Cerf, bouc émissaire
Entre nous, le cerf a bon dos. Si vous avez suivi l’actualité de nos campagnes ces derniers jours, vous aurez noté que la Cour des comptes a publié un rapport sur la gestion de la forêt française fragilisée par le réchauffement climatique. Si beaucoup de sujets complexes y sont abordés, sous un angle évidemment économique- c’est bien le rôle de la Cour des comptes- l’information qui a été le plus relayée est la surpopulation supposée de cervidés qui compromettrait la régénération forestière. Il s’agit là du fameux équilibre sylvo-cynégétique, notion très à la mode depuis quelques décennies mais dont personne ne semble avoir, pour l’heure, trouver le point d’équilibre. Ceci sans doute parce que chaque forêt est différente et requiert des actions particulières. Si la Cour des comptes relève la difficulté qu’il y a à trouver des solutions adaptées à chaque région, on peut s’étonner qu’elle fasse montre de peu de prudence dans sa dénonciation de l’impact du cerf.

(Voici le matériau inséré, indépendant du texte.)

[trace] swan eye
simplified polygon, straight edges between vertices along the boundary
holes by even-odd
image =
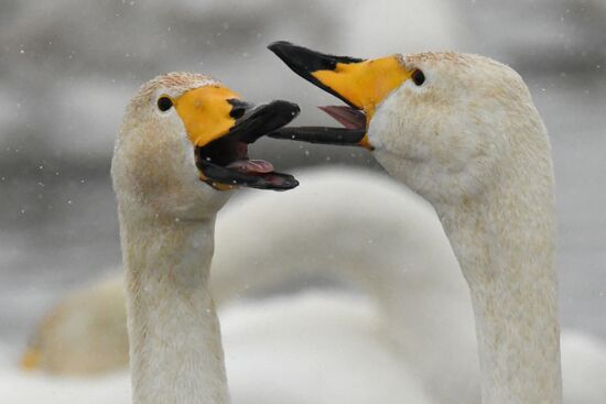
[[[158,99],[158,109],[162,112],[167,111],[173,107],[173,100],[166,96],[162,96]]]
[[[415,68],[410,77],[412,78],[412,81],[414,81],[414,84],[418,86],[421,86],[423,83],[425,83],[425,75],[421,69]]]

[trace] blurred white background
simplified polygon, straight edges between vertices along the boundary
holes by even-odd
[[[247,99],[285,98],[299,123],[335,99],[266,46],[359,57],[481,53],[526,78],[558,179],[562,320],[606,337],[606,2],[337,0],[0,2],[0,339],[24,345],[65,291],[120,262],[109,163],[129,97],[170,70],[213,75]],[[260,141],[281,170],[379,170],[365,151]]]

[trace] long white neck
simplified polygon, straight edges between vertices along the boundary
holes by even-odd
[[[134,404],[229,402],[208,291],[214,225],[120,209]]]
[[[483,402],[562,402],[553,179],[547,137],[512,141],[496,186],[435,201],[472,292]],[[532,157],[528,157],[532,156]],[[508,159],[506,157],[506,159]]]

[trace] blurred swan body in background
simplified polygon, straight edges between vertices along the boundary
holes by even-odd
[[[297,189],[247,195],[217,219],[212,288],[234,402],[390,402],[414,381],[435,403],[479,402],[468,292],[431,207],[385,175],[323,168],[297,177]],[[237,302],[302,274],[356,291]],[[113,276],[59,304],[34,338],[37,367],[126,367],[122,287]],[[599,403],[603,343],[565,331],[562,345],[565,402]],[[106,376],[95,378],[85,383]]]

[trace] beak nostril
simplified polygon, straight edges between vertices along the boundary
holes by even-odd
[[[237,98],[228,99],[227,102],[231,105],[231,111],[229,111],[229,116],[235,119],[242,118],[246,111],[252,108],[252,103],[239,100]]]

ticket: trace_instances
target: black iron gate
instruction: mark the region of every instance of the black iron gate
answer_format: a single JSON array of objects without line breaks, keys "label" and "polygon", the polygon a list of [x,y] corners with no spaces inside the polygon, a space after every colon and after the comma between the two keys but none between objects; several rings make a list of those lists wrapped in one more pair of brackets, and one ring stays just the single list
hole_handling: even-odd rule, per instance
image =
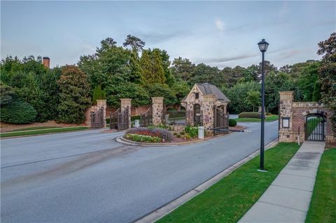
[{"label": "black iron gate", "polygon": [[304,136],[306,141],[324,141],[326,116],[314,114],[306,117]]},{"label": "black iron gate", "polygon": [[140,114],[140,126],[146,127],[153,124],[152,108],[150,108],[145,113]]},{"label": "black iron gate", "polygon": [[122,112],[118,108],[114,113],[110,113],[110,129],[124,130],[130,128],[130,114],[127,107]]},{"label": "black iron gate", "polygon": [[214,129],[228,129],[229,128],[229,115],[224,113],[216,106],[214,108]]},{"label": "black iron gate", "polygon": [[91,112],[91,128],[104,128],[104,108],[96,112]]}]

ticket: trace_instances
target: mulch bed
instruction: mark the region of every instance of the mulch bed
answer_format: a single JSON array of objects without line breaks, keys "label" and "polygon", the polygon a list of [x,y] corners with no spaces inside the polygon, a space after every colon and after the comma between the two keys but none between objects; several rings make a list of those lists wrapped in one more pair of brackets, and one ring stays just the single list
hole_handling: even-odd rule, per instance
[{"label": "mulch bed", "polygon": [[230,130],[230,131],[240,131],[240,130],[245,129],[246,128],[246,127],[243,127],[241,125],[236,125],[234,127],[229,127],[229,130]]}]

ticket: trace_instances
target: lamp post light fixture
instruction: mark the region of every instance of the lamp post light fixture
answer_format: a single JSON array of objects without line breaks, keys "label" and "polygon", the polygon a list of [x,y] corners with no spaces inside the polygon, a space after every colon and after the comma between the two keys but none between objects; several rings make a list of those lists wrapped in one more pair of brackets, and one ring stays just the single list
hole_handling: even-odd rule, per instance
[{"label": "lamp post light fixture", "polygon": [[264,167],[264,136],[265,136],[265,52],[267,50],[268,43],[263,38],[258,43],[262,54],[261,64],[261,137],[260,137],[260,170],[265,171]]}]

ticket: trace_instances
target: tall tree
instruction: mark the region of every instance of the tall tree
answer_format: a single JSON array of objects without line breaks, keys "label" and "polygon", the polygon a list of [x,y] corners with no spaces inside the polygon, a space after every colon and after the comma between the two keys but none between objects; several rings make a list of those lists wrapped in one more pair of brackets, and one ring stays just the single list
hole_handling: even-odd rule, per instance
[{"label": "tall tree", "polygon": [[195,65],[187,58],[179,57],[174,59],[171,71],[176,78],[188,81],[194,71],[195,66]]},{"label": "tall tree", "polygon": [[146,43],[141,41],[139,38],[129,34],[125,39],[125,42],[122,43],[122,45],[125,48],[130,47],[132,51],[139,52],[144,49],[145,43]]},{"label": "tall tree", "polygon": [[321,99],[333,111],[332,124],[336,136],[336,32],[331,34],[328,39],[318,43],[318,47],[317,54],[323,55],[318,71]]},{"label": "tall tree", "polygon": [[59,103],[58,119],[61,122],[83,123],[85,113],[91,104],[88,77],[77,66],[66,66],[58,80]]}]

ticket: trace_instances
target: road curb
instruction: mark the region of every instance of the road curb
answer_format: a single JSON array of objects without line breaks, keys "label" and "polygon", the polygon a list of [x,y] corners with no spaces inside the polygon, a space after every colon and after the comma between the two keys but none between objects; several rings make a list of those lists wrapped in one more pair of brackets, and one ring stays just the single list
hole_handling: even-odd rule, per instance
[{"label": "road curb", "polygon": [[[276,138],[274,141],[269,143],[266,145],[265,150],[267,150],[278,143],[278,139]],[[227,168],[224,171],[220,172],[219,173],[215,175],[211,178],[209,179],[208,180],[204,182],[201,185],[198,185],[197,187],[195,187],[194,189],[191,189],[190,191],[188,192],[187,193],[184,194],[181,196],[166,203],[163,206],[156,209],[155,210],[146,215],[145,216],[139,218],[139,220],[136,220],[135,223],[149,223],[149,222],[154,222],[162,217],[164,217],[167,214],[170,213],[186,202],[190,201],[195,196],[197,196],[198,194],[201,194],[206,189],[223,179],[224,177],[228,175],[231,173],[233,171],[237,169],[237,168],[240,167],[243,164],[246,164],[251,159],[255,157],[259,154],[259,149],[258,149],[255,152],[253,152],[248,156],[246,157],[245,158],[242,159],[241,160],[239,161],[238,162],[235,163],[232,166]]]},{"label": "road curb", "polygon": [[115,138],[115,141],[120,143],[131,145],[141,145],[141,146],[148,146],[148,147],[158,147],[158,146],[173,146],[173,145],[188,145],[192,143],[198,143],[202,142],[206,142],[211,141],[221,136],[224,136],[225,134],[216,135],[208,138],[204,138],[203,139],[197,139],[188,142],[181,142],[181,143],[141,143],[141,142],[135,142],[130,140],[126,139],[122,136],[120,136]]}]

Sans beaucoup de précautions de langage, ce rapport peut sonner comme une injonction à massacrer les cerfs partout en France. Si les causes réelles de perte de rentabilité de la forêt sont le réchauffement climatiques et l’importation de maladies à la faveur des échanges internationaux toujours plus intenses, on ne voit pas bien comment occire les cerfs résoudra le problème. À moins qu’on nous explique que, comme les vaches, les cerfs flatulent et enrobent notre belle planète de gaz à effet de serre (sans mauvais jeu de mots) ou encore que ce sont eux qui négocient directement les traités de libre-échange et affrètent les cargos chinois ou panaméens qui traversent les mers et répandent miasmes et autres parasites. Il semblerait bien que le cerf soit un peu l’arbre commode qui cache la forêt peu reluisante de nos choix sociétaux.

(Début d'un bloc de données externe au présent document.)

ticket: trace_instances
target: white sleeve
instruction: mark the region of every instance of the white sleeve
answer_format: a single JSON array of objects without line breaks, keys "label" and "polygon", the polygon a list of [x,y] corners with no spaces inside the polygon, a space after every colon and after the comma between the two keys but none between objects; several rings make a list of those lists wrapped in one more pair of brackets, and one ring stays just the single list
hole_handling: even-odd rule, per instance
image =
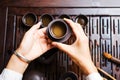
[{"label": "white sleeve", "polygon": [[96,73],[89,74],[86,77],[86,80],[103,80],[103,78],[99,73],[96,72]]},{"label": "white sleeve", "polygon": [[0,75],[0,80],[22,80],[23,75],[15,71],[4,69]]}]

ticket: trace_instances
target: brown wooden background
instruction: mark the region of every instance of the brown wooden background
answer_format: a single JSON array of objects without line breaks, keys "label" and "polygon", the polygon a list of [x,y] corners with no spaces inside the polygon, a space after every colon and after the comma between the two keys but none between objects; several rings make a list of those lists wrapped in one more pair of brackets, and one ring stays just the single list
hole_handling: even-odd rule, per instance
[{"label": "brown wooden background", "polygon": [[[38,21],[44,13],[51,14],[54,18],[58,18],[61,14],[68,14],[73,20],[77,15],[84,14],[89,20],[85,33],[90,40],[91,55],[95,65],[119,80],[120,66],[102,56],[102,53],[106,51],[120,59],[120,7],[118,3],[119,0],[116,2],[110,0],[110,3],[104,0],[96,2],[95,0],[1,0],[0,71],[6,66],[12,52],[18,47],[24,33],[28,30],[21,22],[25,13],[35,13]],[[72,41],[73,39],[70,39],[67,43]],[[75,72],[79,80],[85,79],[78,66],[62,51],[52,56],[54,58],[49,64],[41,63],[40,59],[33,61],[24,74],[24,80],[35,80],[35,75],[39,77],[36,80],[59,80],[60,76],[67,71]]]}]

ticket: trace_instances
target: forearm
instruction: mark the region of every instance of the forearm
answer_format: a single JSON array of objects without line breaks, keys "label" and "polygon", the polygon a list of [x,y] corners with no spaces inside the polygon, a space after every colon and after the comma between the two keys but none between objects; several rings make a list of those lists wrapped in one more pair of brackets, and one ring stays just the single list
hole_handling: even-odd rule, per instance
[{"label": "forearm", "polygon": [[27,66],[28,66],[28,63],[23,62],[16,55],[13,54],[11,56],[6,68],[23,74],[25,72]]}]

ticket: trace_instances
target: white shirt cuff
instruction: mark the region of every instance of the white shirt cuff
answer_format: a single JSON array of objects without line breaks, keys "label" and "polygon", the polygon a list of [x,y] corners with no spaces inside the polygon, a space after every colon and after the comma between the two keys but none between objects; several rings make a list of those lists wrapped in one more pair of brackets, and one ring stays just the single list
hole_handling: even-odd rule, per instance
[{"label": "white shirt cuff", "polygon": [[3,80],[22,80],[23,75],[10,69],[4,69],[1,77]]},{"label": "white shirt cuff", "polygon": [[98,72],[96,72],[96,73],[89,74],[86,77],[86,80],[103,80],[103,78]]}]

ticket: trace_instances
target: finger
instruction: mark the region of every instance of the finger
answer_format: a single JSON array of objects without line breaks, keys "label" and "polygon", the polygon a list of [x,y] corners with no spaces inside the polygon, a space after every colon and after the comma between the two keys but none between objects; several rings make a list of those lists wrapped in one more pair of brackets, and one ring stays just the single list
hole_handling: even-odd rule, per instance
[{"label": "finger", "polygon": [[46,29],[47,29],[47,27],[44,27],[44,28],[39,29],[39,31],[41,31],[41,32],[43,32],[44,34],[46,34]]},{"label": "finger", "polygon": [[65,18],[64,20],[71,26],[71,28],[72,28],[72,30],[73,30],[73,32],[74,32],[74,34],[75,34],[75,36],[76,36],[77,39],[85,36],[85,33],[84,33],[84,31],[82,29],[82,26],[80,24],[74,23],[70,19],[66,19]]},{"label": "finger", "polygon": [[46,35],[46,29],[47,29],[46,27],[39,29],[38,30],[38,34],[45,37],[45,35]]},{"label": "finger", "polygon": [[39,29],[39,27],[40,27],[41,24],[42,24],[41,22],[38,22],[37,24],[33,25],[30,28],[30,31],[35,31],[36,29]]},{"label": "finger", "polygon": [[70,20],[70,19],[66,19],[64,18],[64,20],[70,25],[70,27],[72,28],[73,33],[75,34],[75,36],[78,36],[78,26],[76,26],[76,24]]},{"label": "finger", "polygon": [[80,35],[85,35],[85,32],[82,28],[82,26],[79,23],[75,23],[75,25],[78,27],[77,31]]}]

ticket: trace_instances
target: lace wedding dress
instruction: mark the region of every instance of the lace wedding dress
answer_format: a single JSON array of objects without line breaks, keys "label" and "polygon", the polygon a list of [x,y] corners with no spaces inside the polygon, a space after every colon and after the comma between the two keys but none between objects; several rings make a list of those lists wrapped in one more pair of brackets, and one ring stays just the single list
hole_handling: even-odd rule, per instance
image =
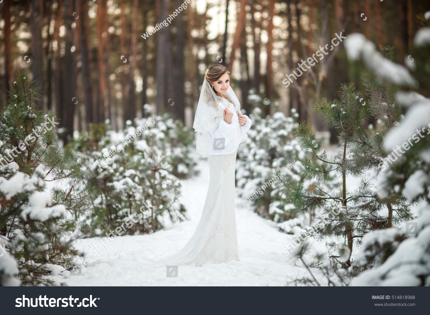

Pourtant des gens payent pour chasser le cerf, et parfois très cher, ce sont les chasseurs. Mais la cour des comptes semble dénoncer leur manque collectif d’efficacité, voire leur responsabilité dans l’état actuel des populations. Il est vrai que l’instauration des plans de chasse promus en son temps par l’Association nationale des chasseurs de grand gibier a permis d’empêcher l’éradication de l’espèce, en supprimant le droit d’affût qui autorisait tout propriétaire ou agriculteur à faire justice sur ses terres. En échange de quoi les chasseurs ont accepté d’indemniser les dégâts agricoles. Plutôt que de les remercier de nous avoir permis à tous de croiser régulièrement, lors de nos balades, le chemin de grands animaux tout en payant la note, on leur reproche aujourd’hui de ne pas acquitter non plus la facture des dégâts sylvicoles, et de ne pas tuer assez. Et dans le même temps, qu’un vieux cerf soit tué en forêt de Mormal, ou qu’une biche de trop soit tirée en Bretagne et les médias s’emparent du sujet pour stigmatiser les chasseurs massacreurs. Pas facile de réguler les cerfs sans les tuer ! Ou alors puisque la cour des comptes préconise de confier, en partie, cette régulation aux agents de l’État (ONF, OFB, CNPF*), osons leur suggérer, plutôt que de les occire, de les anesthésier puis de les envoyer en Chine par Cargo.
* Office national des forêts, Office français de la biodiversité, Centre national de la propriété forestière.